The Minnesota Council of HMOs, representing the state’s 10 health maintenance organizations with a combined enrollment of 1.3 Minnesotans, recently announced a proposal to provide health care coverage for all Minnesotans by mid-1997. The proposal builds on the existing health care system that has served more than 90 percent of Minnesota residents for years, but also addresses the need to reform the present system.
Our proposal would require all state residents to have health coverage by that date, and would subsidize premium costs to make this coverage affordable for those who can’t afford it today; the low income people among state’s 370,000 uninsured, as well as low-income people who are already covered, and financially stressed small businesses. About 80 percent of the uninsured Minnesotans who would benefit from the program are workers employed mostly by small businesses across the state. These businesses currently cannot afford to offer health coverage to their employees.
Our proposal calls for significant reform of the HMO and insurance industries, including making coverage available to all individuals and groups (regardless of health status). These reforms would also include imposing limitations on the ability of health plans to vary rates from group to group in the small group market with community rating achieved by 1997, eliminating gender as a rating category in the individual coverage market by 1993, and community rating and guaranteed acceptance for senior citizens applying for Medicare supplemental coverage.

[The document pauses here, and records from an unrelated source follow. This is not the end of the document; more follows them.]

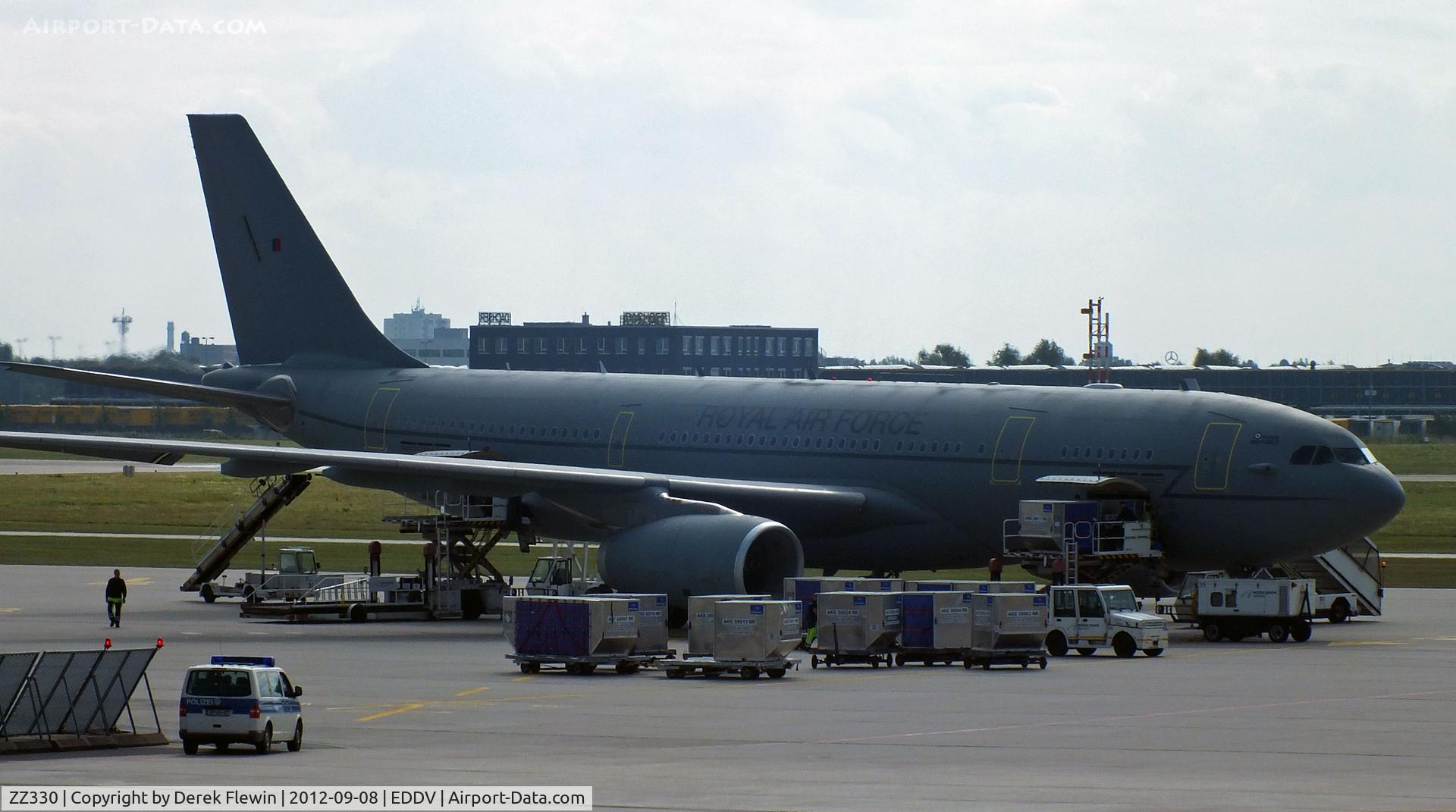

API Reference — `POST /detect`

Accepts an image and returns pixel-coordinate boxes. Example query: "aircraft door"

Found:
[992,415,1037,484]
[1192,422,1244,491]
[364,387,399,451]
[607,412,636,469]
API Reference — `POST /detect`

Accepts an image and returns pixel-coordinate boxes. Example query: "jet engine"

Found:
[597,514,804,607]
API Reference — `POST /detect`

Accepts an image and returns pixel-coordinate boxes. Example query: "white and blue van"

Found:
[177,655,303,755]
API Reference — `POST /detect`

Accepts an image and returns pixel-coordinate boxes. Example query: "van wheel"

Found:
[1112,633,1138,659]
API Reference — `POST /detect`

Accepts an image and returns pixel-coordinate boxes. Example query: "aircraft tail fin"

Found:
[188,115,425,368]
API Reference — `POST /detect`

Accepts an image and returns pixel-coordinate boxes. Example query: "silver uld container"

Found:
[714,601,804,660]
[905,578,989,592]
[607,592,668,654]
[930,591,978,651]
[687,595,769,657]
[814,592,904,654]
[500,595,638,657]
[971,592,1048,654]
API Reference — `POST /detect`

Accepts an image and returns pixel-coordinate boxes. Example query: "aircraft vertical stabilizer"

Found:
[188,115,424,368]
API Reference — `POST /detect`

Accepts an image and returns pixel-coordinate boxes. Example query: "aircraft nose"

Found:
[1354,466,1405,534]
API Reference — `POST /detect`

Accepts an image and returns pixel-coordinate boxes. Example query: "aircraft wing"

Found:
[0,432,923,522]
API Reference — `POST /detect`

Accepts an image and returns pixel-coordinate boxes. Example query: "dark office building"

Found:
[470,313,818,378]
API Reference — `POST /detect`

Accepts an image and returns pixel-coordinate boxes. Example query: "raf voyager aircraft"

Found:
[0,115,1405,603]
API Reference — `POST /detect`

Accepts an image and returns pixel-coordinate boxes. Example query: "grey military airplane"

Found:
[0,115,1405,603]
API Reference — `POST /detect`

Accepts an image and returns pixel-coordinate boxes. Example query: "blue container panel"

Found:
[516,601,592,657]
[900,592,935,649]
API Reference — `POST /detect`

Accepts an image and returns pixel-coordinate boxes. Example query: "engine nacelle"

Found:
[597,514,804,605]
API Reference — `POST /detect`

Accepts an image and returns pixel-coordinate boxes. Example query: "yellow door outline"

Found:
[992,415,1037,484]
[364,387,399,451]
[1192,421,1244,491]
[607,412,636,469]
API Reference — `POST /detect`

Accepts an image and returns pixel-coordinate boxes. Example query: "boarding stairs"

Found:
[1280,537,1385,616]
[180,475,313,592]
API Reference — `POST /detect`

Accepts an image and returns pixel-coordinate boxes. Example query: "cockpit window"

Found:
[1335,445,1370,466]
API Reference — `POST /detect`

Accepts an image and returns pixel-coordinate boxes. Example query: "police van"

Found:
[177,655,303,755]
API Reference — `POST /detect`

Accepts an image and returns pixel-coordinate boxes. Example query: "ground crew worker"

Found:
[106,569,127,629]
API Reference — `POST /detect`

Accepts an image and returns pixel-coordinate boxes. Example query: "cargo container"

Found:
[502,595,644,674]
[810,592,904,668]
[712,600,804,662]
[965,592,1048,668]
[605,592,673,655]
[687,595,769,657]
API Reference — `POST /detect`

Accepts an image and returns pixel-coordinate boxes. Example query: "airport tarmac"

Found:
[0,566,1456,810]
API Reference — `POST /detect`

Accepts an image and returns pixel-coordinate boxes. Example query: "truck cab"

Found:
[1046,584,1168,658]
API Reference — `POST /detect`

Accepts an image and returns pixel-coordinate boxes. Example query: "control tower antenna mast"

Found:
[111,307,133,355]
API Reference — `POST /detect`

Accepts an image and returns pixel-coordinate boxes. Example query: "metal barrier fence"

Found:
[0,649,162,738]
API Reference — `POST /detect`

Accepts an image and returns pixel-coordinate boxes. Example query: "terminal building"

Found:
[384,299,470,367]
[820,361,1456,434]
[469,312,818,378]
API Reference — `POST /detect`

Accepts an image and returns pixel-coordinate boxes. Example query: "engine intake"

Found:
[597,514,804,605]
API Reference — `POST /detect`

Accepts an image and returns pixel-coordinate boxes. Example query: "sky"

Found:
[0,0,1456,364]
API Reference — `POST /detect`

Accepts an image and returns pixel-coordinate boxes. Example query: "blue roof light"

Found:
[209,655,274,668]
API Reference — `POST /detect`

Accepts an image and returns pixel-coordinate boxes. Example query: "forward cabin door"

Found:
[364,387,399,451]
[992,415,1037,484]
[1192,422,1244,491]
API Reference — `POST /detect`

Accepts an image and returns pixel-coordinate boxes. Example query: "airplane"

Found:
[0,115,1405,605]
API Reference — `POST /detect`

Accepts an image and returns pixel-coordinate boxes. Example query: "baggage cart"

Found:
[964,592,1048,669]
[655,657,799,679]
[810,592,902,668]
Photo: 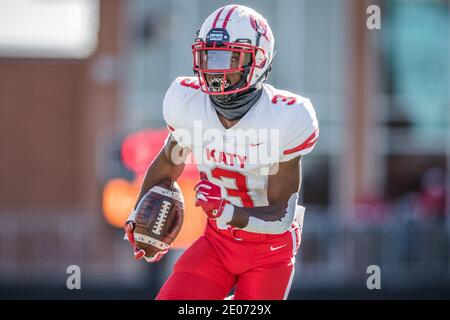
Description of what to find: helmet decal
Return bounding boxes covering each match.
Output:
[250,14,270,41]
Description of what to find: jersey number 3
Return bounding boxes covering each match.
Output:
[211,168,255,208]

To help curb rising health care costs, we recommend initiating a concerted effort to streamline insurers’ administrative procedures, developing a process for technology assessment and seeking community-wide input on health care spending priorities.
We also recommend a major improvement in the way care protocols are used to help raise the overall quality of health care for all Minnesotans. To better coordinate expensive data collection efforts, we propose to establish a commission to identify common priorities for health care data collection and analysis to support policy decisions.

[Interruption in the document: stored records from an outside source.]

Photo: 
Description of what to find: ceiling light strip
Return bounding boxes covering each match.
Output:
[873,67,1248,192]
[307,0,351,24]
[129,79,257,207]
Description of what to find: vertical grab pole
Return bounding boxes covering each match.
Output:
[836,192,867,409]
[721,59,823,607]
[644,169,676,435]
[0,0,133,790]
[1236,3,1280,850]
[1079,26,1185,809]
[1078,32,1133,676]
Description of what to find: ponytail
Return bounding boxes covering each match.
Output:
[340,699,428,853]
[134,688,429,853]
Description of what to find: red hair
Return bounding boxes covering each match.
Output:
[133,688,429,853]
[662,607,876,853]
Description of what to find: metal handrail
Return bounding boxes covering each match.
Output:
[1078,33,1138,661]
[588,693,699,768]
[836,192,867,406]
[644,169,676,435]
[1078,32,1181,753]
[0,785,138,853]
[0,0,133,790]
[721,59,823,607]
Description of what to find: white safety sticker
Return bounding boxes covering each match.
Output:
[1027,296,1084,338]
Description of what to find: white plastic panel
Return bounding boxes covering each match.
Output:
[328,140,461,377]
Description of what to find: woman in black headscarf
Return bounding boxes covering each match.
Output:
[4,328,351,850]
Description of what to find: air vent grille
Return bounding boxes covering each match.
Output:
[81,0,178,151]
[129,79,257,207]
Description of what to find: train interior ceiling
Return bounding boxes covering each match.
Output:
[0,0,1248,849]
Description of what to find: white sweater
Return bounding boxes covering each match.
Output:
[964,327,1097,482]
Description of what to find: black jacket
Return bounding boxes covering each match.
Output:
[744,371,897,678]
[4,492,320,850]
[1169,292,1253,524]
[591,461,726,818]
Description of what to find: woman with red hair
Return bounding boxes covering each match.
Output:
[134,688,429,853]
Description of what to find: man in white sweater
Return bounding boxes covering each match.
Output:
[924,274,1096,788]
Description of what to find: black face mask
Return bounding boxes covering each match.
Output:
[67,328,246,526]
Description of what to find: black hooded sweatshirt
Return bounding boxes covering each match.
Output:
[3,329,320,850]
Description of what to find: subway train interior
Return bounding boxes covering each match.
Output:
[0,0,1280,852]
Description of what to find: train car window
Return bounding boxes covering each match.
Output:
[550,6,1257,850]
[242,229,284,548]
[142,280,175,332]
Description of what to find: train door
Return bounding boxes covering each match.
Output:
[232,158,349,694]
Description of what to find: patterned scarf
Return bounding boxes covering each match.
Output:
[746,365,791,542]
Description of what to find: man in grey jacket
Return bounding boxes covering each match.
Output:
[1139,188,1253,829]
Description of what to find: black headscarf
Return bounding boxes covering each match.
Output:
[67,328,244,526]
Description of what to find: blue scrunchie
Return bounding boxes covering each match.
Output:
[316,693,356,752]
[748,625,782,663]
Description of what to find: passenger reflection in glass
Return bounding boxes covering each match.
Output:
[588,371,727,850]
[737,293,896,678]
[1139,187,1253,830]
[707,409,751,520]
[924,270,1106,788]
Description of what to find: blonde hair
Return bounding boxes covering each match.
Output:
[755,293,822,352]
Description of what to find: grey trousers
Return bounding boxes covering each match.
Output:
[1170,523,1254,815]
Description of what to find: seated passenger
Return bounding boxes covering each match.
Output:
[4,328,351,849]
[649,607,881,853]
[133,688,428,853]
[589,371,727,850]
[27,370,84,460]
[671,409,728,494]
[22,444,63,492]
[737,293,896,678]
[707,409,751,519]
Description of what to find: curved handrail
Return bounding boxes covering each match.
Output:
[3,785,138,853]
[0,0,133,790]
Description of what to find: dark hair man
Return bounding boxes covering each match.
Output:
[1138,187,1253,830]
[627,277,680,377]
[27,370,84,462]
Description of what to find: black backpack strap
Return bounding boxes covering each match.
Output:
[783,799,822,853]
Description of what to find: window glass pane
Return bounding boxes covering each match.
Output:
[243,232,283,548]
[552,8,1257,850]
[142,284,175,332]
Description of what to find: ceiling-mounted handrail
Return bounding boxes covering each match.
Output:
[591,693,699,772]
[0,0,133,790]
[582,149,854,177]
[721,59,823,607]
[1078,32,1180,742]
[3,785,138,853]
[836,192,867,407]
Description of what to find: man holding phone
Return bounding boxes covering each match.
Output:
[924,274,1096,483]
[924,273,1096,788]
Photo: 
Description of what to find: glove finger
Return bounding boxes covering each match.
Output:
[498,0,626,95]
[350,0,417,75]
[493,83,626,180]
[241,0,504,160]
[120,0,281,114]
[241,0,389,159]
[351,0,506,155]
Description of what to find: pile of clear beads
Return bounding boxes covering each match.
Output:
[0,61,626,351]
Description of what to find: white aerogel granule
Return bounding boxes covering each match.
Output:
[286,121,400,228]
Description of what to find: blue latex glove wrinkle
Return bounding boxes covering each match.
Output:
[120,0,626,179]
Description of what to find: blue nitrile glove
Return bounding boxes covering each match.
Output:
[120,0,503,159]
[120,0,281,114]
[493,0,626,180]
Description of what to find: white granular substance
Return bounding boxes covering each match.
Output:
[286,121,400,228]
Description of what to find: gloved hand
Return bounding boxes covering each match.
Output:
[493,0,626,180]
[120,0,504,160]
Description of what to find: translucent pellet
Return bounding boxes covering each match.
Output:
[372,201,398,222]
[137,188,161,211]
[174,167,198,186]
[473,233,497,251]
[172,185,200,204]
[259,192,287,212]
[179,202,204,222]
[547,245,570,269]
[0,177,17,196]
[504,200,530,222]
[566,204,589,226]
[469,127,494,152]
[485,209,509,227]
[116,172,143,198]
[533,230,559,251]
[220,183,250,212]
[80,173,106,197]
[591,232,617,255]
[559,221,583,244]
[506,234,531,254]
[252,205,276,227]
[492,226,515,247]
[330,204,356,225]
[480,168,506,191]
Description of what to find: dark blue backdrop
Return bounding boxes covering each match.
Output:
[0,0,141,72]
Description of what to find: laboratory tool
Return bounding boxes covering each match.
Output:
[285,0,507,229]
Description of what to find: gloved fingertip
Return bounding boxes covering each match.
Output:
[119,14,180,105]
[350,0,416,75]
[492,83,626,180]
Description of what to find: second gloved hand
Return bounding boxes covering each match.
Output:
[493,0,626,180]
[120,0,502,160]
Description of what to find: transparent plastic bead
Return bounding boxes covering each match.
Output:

In order to pay the premium subsidies for the low income, which is needed to make universal coverage a reality, the HMO Council’s proposal asks most Minnesota residents to pay slightly higher health premiums – about 2.5% more in the first year and half a percent more each year for 3 additional years.
A recent survey by A. Foster Higgins & Co. showed that the annual health care premium for a Minnesota employee average $2,578 in 1990, or 23 percent less than the national average of $3,161. The figure for Minnesota HMO members averaged even less, at 31 percent below the national average. Another recent study by Milliman and Robertson found that medical costs in the Twin Cities are lowest of any of the 15 major metropolitan areas surveyed in the country and cited the strong role played by HMOs in this area. The goal of the HMO Council’s recommendation is to apply this experience in a program that ensures coverage for all Minnesotans.
This proposal calls for needed subsidies to be collected through the mechanism of a 6 percent surcharge on inpatient hospital services. That is, an extra 6 percent would be added to each inpatient hospital bill, and that amount would be paid by insurers, HMOs and other payers. The members of the HMO Council have pledged to keep the hospitals from having to pay that surcharge as an additional cost burden. HMOs would increase payments to the hospitals to cover the added cost. Since everyone will have coverage under our proposal, the surcharge will be paid by insurance plans, not by individual patients at the time of service.
Using hospitals as the “collection point” for the surcharge equitably distributes the added costs of universal health coverage among all Minnesotans, and all payers, but does not affect the hospitals’ finances or penalize people when they use inpatient hospital services. After long deliberations — and after carefully reviewing the work done by the Health Care Access Commission in assessing alternative funding sources — we have concluded that this is the fairest way to extend health coverage to all residents of the state.
Minnesota has always been considered a pioneer in health care delivery and financing. The work of the Access Commission and the Legislature last year proved that we have chosen to take the lead once again in working to solve a problem which is becoming a national crisis. The HMO Council has put forth this proposal in the hopes of working with all concerned citizens to reform the financing and delivery of health care in Minnesota. We have confidence that the result will be universal access to health care, a goal which will benefit the state by improving the health and productivity of all of us.
Jan Malcolm is the Vice President in charge of Policy & Development for Group Health, Inc.